When I became a nurse, I was 23 years old, and so in love with it. I loved working nights. I loved my nursing friends. I loved the challenge, the adrenaline rush, the doctors..it was FUN.
And it was fun for 10 years. Somewhere around year 11, the thrill began to wear off. I don't know if it was because I had a miscarriage and still had to work with pregnant mothers, or that I was married and the long hours just didn't work anymore.
And then Pookah was born.
And everything in me rebelled at the thought of being away from him for 12 hours at a time. From missing Christmas and holidays and weekends and games, and awards shows.
I tried to change, found an office job. Then a work at home job.
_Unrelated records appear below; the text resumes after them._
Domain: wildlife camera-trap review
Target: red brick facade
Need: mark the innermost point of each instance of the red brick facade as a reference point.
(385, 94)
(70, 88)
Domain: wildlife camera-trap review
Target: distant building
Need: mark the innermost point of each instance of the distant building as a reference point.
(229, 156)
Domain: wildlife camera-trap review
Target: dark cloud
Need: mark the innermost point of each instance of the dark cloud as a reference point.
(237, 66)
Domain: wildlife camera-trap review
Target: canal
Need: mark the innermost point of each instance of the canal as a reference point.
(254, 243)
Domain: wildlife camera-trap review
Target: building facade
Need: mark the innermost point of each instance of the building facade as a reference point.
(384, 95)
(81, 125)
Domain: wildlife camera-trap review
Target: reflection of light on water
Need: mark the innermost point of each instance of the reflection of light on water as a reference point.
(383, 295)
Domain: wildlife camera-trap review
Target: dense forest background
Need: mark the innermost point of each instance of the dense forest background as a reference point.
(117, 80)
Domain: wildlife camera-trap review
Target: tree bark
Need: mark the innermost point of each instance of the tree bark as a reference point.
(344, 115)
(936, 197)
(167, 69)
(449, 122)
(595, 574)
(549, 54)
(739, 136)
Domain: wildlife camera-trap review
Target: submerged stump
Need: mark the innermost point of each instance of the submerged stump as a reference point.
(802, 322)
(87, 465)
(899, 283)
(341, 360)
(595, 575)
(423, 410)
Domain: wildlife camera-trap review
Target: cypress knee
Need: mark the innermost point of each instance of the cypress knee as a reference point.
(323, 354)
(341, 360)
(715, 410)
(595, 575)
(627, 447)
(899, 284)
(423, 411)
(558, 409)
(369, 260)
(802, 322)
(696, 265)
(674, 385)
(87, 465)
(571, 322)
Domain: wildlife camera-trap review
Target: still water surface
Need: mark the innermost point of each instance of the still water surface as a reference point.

Nothing worked. And I was miserable and I felt like I was losing time. Time with Pookah, time with me..
And life was just..passing me by, while I miserably clung to a career because it had good benefits and because it's what I was supposed to do.
Last week, I let that nursing license expire.
Because I'm 42 years old and I'll be damned if I do ANYTHING that I that makes me miserable.
When I decided not to renew my nursing license, there was a lot of shock and awe.
What if you want to go back?
Then I'll apply to renew it and take whatever re-entry course is required.
What if you NEED money?
It's called savings. It's called my Bachelor's Degree. It's called Uber, and Target and making latte's at Starbucks if it comes to it.
I decided that by hanging on to that one back up plan, I was not doing myself any favors. I was planning to fail.
Last year, I admit, was an experiment. I had always said that if I had more TIME, I could make blogging work.
Well, I had it last year, and I made it work.
And to be honest, now that I've seen the light outside of the tunnel, I realize just how miserable I really was.
Nursing was a joy. It was my favorite thing. I loved seeing babies come into the world, I loved the adrenaline rush. I loved it with everything in me. It was THE thing for me.
And then it wasn't.
Or rather it wasn't that thing for me and my family.
We are happy. Deliriously so. And now I see that when Mama is happy, it flows down to the rest of the family.
So it wasn't hard to simply let it go.
So My back up plan?
To live my life.
This was my 5 minute Stream of Consciousness Sunday post. It’s five minutes of your time and a brain dump. Want to try it? Here are the rules…
- Set a timer and write for 5 minutes.
- Write an intro to the post if you want but don’t edit the post. This is writing in the raw.
- Publish it somewhere. Anywhere. The back door to your blog if you want. But make it accessible.
Disclaimer: this took me 8 minutes, but it was still in the spirit of SOC Sunday because it's unedited and raw. I just added the photo and hit publish.